Bárbara quitó su cabeza de debajo de la almohada y resopló, comprendiendo que ya no le servía de aislante. Odiaba esos lamentos; no entendía cómo Melisa podía seguir durmiendo a pesar de que se escuchaban con tanta claridad. ¿Pensaría su madre que las paredes eran tan impenetrables como el sueño de su hermana? Resignada, se levantó, caminó hacia la ventana y corrió las cortinas para mirar el cielo. Las horas de paz duraban poco en el hogar de los Zabala.

Guillermo, su padre, estaba ausente durante el día y también muchas noches; permeable a las tentaciones, anteponía sus deseos dejando en claro que la prioridad siempre sería él. Blanca, la esposa, ocultaba las falencias imponiéndole a las hijas las reglas que jamás regirían para él… o para ella.

Bárbara, de carácter frontal y rebelde, entendió que el amor era finito cuando intuyó que su padre vagaba entre amoríos. Melisa, sumisa y vulnerable, decidió creer que querer era perdonar para volver a confiar.

Volver a confiar, esperar del otro lo que el otro tal vez no supiera dar.

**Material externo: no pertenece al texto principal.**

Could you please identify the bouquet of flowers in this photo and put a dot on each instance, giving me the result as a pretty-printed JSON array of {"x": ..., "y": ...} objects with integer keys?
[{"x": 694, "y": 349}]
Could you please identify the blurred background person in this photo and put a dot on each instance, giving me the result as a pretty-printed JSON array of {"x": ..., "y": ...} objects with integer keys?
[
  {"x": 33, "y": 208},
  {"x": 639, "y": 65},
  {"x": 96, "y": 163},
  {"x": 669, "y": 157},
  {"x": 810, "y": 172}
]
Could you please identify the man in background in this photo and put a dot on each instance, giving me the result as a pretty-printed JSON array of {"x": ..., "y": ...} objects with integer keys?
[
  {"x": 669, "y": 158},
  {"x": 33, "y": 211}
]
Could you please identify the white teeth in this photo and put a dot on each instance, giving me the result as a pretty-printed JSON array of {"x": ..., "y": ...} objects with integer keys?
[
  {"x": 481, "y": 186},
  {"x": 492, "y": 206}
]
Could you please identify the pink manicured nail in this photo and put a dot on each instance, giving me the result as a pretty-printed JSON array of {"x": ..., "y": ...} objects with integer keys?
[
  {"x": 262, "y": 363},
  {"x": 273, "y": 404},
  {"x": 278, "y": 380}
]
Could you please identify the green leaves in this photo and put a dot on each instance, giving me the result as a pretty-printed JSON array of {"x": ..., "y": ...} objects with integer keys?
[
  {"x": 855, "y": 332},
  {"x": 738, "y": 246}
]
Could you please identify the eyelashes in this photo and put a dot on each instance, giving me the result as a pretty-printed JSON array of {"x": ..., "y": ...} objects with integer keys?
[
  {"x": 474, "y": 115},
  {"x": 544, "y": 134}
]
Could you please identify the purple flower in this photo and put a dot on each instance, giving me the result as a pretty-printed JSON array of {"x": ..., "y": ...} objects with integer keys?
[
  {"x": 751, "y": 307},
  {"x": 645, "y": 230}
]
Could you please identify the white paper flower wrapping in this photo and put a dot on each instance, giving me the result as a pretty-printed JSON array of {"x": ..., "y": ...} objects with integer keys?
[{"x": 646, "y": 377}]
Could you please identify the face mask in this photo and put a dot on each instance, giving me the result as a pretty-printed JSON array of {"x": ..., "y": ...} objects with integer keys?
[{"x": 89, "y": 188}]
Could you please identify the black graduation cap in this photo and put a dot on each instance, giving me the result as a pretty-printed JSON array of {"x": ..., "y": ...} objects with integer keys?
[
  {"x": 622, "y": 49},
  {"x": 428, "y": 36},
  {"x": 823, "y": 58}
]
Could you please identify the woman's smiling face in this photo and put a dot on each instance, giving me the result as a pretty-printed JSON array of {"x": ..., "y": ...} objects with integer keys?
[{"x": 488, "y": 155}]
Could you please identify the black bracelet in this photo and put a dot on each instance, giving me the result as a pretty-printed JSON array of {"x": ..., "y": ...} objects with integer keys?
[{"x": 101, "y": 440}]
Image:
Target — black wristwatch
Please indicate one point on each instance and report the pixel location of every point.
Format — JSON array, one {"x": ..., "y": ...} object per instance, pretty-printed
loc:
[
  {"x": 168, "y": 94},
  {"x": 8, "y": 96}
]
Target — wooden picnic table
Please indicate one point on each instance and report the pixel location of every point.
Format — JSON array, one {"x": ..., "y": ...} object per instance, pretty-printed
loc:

Blanca amaba a Guillermo, quería agradarlo, retenerlo; nada debía alterarlo y la adolescencia de sus hijas ponía en jaque su pretensión, por lo que ejercía su autoridad frente a ellas. La firme decisión que transmitía cuando se trataba de (como solía decir) corregirlas, no regía para con él y eso exasperaba a Bárbara que no se amilanaba ni ante los castigos ni ante la mano elevada de Blanca que solía caer sobre la cara de ella para intentar cortar las alas que siempre renacían. Con hijas tan dispares y un marido volátil, la mujer desconocía la tranquilidad y los nervios la traicionaban constantemente fracturando su salud.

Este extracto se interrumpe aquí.